(Business in Cameroon) - On June 13, 2023, Cameroon's Minister of Forests and Wildlife, Jules Doret Ndongo, wrote a letter to his regional delegates, ordering them to “increase the control and seizure of all illegally harvested forest products circulating across the nation”. The move follows increasing alerts about “significant quantities of illegally harvested forest products which are being circulated and dumped on the local wood market.”
Illegal timber refers to any logging product obtained without authorization, or through illegal means like child labour, or by going against environmental regulation.

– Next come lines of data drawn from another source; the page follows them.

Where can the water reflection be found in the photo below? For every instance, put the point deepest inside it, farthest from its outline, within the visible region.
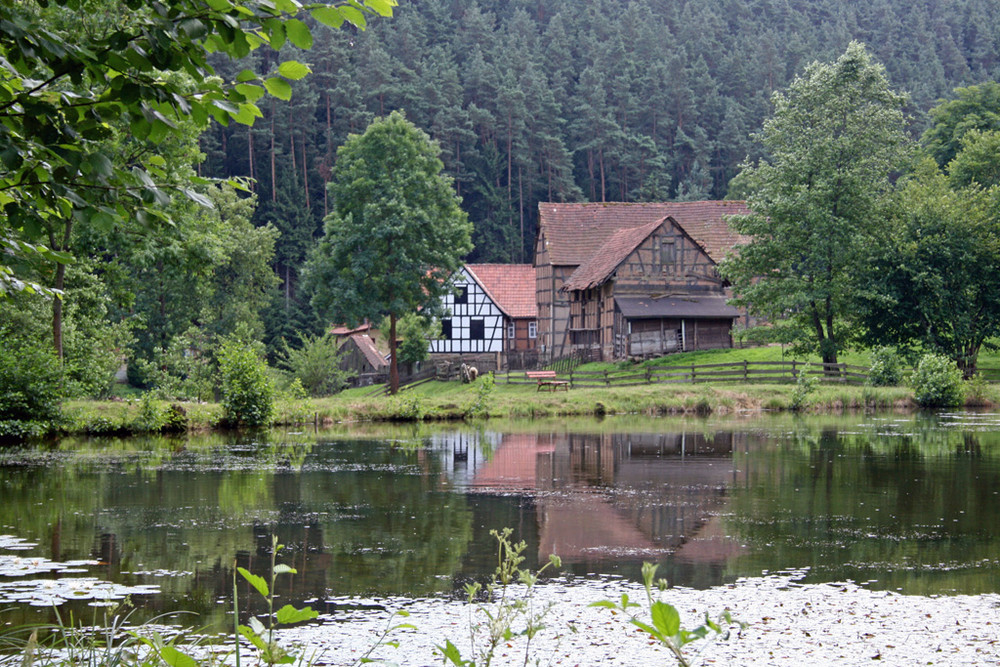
(898, 502)
(600, 499)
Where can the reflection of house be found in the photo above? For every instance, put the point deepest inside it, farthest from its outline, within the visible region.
(618, 279)
(359, 354)
(600, 497)
(493, 312)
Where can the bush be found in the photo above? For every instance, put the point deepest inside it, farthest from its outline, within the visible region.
(316, 365)
(886, 369)
(30, 387)
(937, 382)
(247, 389)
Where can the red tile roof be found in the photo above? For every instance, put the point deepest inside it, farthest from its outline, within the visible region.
(367, 347)
(575, 232)
(341, 330)
(511, 286)
(602, 263)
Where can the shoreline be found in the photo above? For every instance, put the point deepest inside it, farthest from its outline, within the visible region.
(452, 401)
(787, 623)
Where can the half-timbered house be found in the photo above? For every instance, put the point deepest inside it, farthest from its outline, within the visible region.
(637, 270)
(492, 313)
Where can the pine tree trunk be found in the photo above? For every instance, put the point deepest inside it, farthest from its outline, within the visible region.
(274, 169)
(393, 365)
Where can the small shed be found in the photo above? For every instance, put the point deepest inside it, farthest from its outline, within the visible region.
(360, 354)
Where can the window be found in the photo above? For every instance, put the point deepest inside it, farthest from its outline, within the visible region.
(477, 329)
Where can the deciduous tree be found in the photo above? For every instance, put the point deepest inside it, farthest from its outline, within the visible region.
(832, 144)
(395, 234)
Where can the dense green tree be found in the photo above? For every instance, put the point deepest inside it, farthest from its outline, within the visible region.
(933, 280)
(415, 332)
(64, 89)
(833, 142)
(395, 233)
(974, 108)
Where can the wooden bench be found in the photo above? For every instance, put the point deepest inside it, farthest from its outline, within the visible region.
(548, 380)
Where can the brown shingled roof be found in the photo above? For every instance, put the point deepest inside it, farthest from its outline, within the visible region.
(511, 286)
(607, 258)
(367, 347)
(574, 232)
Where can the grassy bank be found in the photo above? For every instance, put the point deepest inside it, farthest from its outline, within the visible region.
(452, 400)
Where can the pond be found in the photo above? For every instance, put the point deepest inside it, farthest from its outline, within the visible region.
(906, 503)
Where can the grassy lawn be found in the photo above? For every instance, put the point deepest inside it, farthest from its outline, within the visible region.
(735, 355)
(453, 400)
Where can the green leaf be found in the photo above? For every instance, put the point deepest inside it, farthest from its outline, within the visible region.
(451, 653)
(253, 638)
(354, 17)
(381, 7)
(247, 114)
(645, 627)
(175, 658)
(298, 33)
(289, 614)
(606, 604)
(101, 165)
(251, 92)
(294, 70)
(666, 618)
(275, 31)
(328, 16)
(280, 88)
(255, 581)
(257, 626)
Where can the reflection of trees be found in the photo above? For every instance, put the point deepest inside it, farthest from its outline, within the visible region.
(607, 499)
(356, 517)
(907, 502)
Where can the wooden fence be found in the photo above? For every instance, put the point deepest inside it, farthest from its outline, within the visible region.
(744, 371)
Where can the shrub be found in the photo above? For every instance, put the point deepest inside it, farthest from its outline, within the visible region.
(977, 391)
(247, 389)
(937, 382)
(316, 365)
(886, 369)
(30, 387)
(805, 384)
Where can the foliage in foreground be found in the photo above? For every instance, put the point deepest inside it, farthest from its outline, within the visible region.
(937, 383)
(30, 388)
(315, 364)
(247, 388)
(505, 614)
(664, 621)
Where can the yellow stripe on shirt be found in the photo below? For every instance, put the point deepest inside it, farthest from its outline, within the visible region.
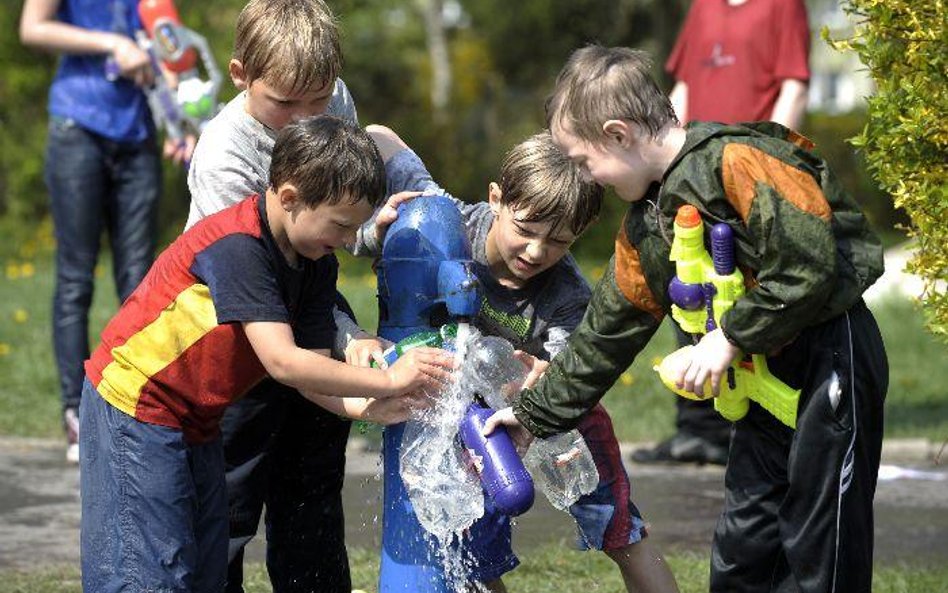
(179, 326)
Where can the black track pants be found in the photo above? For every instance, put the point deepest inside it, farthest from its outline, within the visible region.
(798, 507)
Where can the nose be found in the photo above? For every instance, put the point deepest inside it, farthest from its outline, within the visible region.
(535, 251)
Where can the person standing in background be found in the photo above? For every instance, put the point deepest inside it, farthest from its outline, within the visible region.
(733, 61)
(102, 167)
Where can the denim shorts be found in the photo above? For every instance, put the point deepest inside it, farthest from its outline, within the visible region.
(154, 508)
(606, 518)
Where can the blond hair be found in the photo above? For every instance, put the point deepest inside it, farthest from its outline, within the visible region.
(602, 83)
(292, 44)
(542, 182)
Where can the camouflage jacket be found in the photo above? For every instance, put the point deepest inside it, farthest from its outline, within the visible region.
(800, 239)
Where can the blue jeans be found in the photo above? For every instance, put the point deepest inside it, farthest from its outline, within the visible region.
(95, 184)
(154, 508)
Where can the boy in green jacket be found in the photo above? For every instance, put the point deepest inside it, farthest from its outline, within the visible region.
(798, 506)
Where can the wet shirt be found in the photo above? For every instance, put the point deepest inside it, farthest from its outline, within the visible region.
(232, 158)
(800, 239)
(537, 318)
(176, 354)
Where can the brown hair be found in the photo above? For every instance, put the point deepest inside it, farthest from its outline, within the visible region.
(293, 44)
(329, 160)
(538, 179)
(602, 83)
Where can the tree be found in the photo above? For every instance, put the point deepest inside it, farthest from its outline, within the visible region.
(903, 43)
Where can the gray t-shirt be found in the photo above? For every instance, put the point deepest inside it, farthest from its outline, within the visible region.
(232, 158)
(232, 162)
(537, 318)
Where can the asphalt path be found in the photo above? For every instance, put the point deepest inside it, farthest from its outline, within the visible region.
(39, 506)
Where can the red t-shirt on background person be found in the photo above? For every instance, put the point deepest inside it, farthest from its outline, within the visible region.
(735, 58)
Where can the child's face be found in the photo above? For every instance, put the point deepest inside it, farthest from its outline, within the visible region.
(275, 107)
(614, 163)
(315, 232)
(526, 248)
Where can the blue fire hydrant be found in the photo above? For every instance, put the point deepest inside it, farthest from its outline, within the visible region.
(425, 280)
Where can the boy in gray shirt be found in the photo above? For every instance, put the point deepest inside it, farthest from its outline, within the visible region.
(534, 296)
(281, 450)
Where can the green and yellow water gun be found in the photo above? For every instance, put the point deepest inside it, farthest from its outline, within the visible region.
(703, 289)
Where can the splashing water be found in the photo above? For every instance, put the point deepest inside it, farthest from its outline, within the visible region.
(445, 491)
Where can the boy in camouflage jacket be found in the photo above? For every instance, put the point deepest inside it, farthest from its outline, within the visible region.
(798, 506)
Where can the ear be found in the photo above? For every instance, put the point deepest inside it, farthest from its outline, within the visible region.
(237, 75)
(289, 197)
(494, 194)
(618, 131)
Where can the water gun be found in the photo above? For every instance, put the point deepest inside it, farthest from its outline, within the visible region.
(703, 289)
(171, 45)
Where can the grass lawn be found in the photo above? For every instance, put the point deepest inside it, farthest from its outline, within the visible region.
(641, 407)
(552, 568)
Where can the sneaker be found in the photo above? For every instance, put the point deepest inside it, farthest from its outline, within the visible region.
(71, 425)
(683, 448)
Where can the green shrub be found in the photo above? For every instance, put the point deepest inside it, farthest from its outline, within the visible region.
(905, 140)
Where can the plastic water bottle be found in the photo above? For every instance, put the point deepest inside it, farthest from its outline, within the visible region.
(495, 459)
(562, 467)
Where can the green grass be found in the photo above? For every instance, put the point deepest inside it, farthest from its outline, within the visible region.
(642, 409)
(551, 568)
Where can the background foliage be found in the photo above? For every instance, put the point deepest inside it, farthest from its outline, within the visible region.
(904, 43)
(500, 63)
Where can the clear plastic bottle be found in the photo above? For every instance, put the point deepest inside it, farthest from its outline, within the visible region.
(562, 467)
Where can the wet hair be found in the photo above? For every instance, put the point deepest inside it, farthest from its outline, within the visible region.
(537, 179)
(329, 160)
(602, 83)
(291, 44)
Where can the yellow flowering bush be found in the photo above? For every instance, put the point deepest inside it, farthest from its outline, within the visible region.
(904, 44)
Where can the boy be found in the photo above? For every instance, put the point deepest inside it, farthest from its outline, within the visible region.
(246, 293)
(534, 295)
(798, 505)
(281, 450)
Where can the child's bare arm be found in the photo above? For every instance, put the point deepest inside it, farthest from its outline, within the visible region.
(386, 411)
(309, 372)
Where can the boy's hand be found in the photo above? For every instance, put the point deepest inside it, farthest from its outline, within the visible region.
(710, 358)
(520, 435)
(394, 410)
(365, 348)
(389, 212)
(420, 369)
(134, 64)
(535, 366)
(179, 151)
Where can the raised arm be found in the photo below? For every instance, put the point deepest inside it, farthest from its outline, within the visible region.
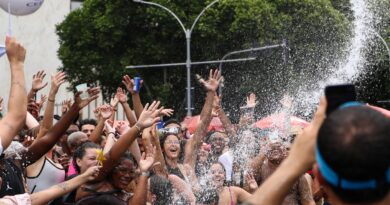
(122, 98)
(47, 195)
(218, 110)
(300, 159)
(37, 84)
(104, 113)
(47, 122)
(145, 164)
(137, 104)
(211, 85)
(160, 170)
(305, 192)
(44, 144)
(14, 120)
(148, 117)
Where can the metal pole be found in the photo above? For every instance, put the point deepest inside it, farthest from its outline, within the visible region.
(188, 40)
(192, 63)
(384, 43)
(188, 66)
(244, 51)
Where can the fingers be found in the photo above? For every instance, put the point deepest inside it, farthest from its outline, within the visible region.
(146, 106)
(320, 113)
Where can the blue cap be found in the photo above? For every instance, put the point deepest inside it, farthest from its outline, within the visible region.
(334, 179)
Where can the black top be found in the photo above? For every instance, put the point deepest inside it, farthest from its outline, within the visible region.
(11, 177)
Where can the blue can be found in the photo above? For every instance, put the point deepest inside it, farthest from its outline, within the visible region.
(137, 84)
(160, 125)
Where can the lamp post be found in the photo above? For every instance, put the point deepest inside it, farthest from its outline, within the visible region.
(384, 43)
(187, 33)
(283, 45)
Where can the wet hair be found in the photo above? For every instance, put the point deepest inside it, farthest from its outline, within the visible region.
(164, 138)
(80, 152)
(74, 138)
(87, 122)
(162, 188)
(355, 143)
(127, 156)
(210, 134)
(172, 121)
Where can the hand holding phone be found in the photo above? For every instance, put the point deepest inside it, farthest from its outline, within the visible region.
(337, 95)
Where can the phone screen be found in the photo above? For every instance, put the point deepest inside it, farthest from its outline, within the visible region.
(337, 95)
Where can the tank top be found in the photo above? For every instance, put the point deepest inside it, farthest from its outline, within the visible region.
(12, 178)
(49, 175)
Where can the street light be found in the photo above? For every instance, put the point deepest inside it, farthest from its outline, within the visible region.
(187, 33)
(384, 43)
(283, 45)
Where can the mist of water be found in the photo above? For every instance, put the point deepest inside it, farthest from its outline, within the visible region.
(352, 66)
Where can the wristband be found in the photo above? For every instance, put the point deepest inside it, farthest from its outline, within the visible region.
(138, 127)
(146, 174)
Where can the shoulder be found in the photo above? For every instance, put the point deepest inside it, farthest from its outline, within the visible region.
(16, 199)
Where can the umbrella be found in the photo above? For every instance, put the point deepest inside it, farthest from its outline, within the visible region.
(278, 121)
(193, 122)
(382, 110)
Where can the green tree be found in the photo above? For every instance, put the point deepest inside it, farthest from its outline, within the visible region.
(99, 40)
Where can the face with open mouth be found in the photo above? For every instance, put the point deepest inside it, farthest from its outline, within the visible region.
(217, 141)
(172, 147)
(217, 175)
(124, 173)
(204, 152)
(276, 152)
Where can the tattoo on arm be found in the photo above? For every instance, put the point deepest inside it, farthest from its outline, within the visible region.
(63, 186)
(18, 84)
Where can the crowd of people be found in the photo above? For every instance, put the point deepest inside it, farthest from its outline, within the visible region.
(342, 158)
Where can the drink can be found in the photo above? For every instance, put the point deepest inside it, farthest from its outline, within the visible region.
(137, 84)
(160, 125)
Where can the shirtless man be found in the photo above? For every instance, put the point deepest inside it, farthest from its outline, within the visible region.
(264, 165)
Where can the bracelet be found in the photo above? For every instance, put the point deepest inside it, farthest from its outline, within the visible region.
(138, 127)
(146, 174)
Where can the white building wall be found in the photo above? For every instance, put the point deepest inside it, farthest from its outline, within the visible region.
(37, 33)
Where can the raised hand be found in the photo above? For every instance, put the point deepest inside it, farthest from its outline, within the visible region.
(114, 102)
(91, 173)
(129, 83)
(149, 115)
(216, 106)
(93, 94)
(250, 180)
(15, 51)
(251, 100)
(147, 159)
(108, 126)
(56, 81)
(213, 82)
(167, 112)
(37, 83)
(33, 108)
(65, 105)
(121, 95)
(41, 101)
(121, 127)
(105, 111)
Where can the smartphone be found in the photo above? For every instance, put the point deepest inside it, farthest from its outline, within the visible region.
(337, 95)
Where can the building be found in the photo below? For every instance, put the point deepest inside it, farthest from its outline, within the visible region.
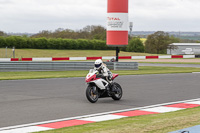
(184, 48)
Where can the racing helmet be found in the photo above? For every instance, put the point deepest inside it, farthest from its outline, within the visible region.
(98, 64)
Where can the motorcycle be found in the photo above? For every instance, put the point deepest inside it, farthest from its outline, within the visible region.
(99, 87)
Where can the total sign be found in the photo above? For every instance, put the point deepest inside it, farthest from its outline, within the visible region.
(117, 23)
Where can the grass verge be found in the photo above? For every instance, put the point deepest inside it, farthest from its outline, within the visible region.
(29, 53)
(156, 123)
(66, 74)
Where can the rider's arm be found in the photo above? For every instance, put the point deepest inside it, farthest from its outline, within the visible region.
(105, 71)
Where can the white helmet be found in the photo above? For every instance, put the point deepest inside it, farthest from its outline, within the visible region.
(98, 64)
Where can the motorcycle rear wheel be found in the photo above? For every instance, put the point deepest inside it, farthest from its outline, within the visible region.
(92, 94)
(118, 95)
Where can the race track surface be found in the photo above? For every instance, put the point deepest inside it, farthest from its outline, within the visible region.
(29, 101)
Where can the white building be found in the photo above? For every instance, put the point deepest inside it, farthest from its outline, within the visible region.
(184, 48)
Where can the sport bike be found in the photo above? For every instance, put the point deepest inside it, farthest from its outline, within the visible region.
(99, 87)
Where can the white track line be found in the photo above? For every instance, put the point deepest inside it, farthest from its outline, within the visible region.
(99, 114)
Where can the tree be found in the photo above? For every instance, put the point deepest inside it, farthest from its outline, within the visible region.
(157, 43)
(135, 45)
(2, 33)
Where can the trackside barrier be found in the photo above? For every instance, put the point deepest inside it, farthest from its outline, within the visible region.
(94, 58)
(62, 66)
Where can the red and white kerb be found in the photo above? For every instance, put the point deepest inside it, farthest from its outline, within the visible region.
(117, 23)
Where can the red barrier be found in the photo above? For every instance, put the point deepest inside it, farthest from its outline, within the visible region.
(124, 57)
(151, 57)
(93, 58)
(177, 56)
(27, 59)
(14, 59)
(60, 58)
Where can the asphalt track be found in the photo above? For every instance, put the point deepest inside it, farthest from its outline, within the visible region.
(170, 65)
(29, 101)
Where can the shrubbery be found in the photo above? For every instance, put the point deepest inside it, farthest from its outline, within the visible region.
(135, 45)
(44, 43)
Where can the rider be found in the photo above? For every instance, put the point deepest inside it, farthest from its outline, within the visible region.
(104, 71)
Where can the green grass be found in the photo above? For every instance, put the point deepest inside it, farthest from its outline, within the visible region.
(156, 123)
(171, 62)
(66, 74)
(28, 53)
(143, 40)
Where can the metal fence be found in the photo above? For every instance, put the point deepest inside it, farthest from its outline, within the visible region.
(62, 66)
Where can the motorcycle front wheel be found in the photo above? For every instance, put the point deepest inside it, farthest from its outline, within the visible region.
(92, 94)
(117, 95)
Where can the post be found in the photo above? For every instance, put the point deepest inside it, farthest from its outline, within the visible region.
(131, 27)
(13, 52)
(117, 54)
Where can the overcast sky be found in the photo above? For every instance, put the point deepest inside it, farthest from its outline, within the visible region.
(33, 16)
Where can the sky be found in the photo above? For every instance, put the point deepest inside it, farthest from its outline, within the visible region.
(32, 16)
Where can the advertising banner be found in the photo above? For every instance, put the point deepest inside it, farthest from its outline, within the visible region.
(117, 23)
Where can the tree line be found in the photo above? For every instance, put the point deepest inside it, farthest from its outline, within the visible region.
(90, 37)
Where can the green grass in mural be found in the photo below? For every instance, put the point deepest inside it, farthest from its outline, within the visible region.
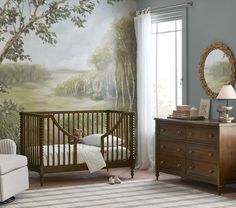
(40, 96)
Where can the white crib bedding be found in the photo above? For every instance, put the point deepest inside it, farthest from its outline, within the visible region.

It is a major issue in Cameroon. In September 2020, the FAO reported that only 27% of sawn timber supplied to the domestic market came from legal sources, implying that 73% of it was illegal.
The International Forest Research Centre (Cifor) confirmed this figure. They started a project in 2020, "Growth of Legal Timber Transactions in Cameroon," in collaboration with the Ministry of Forests and Wildlife. Their research showed that three-quarters of sawn timber bought at the markets in Yaoundé, Douala, and Bertoua were from illegal sources.
Official sources claim that to circulate these illegal products nationally, forest operators often use counterfeit documents. This was noted by the Minister of Forests, Jules Ndongo, in a letter he addressed to his regional delegates in 2021.
"I was told that some shady businessmen use counterfeit secure documents, including (transport letters and DF10 work site logs) to pass illegally harvested wood, and some of your co-workers endorse and sign these transport letters without cross-checking them, or without checking the accompanying transmission forms," Ndongo wrote at the time.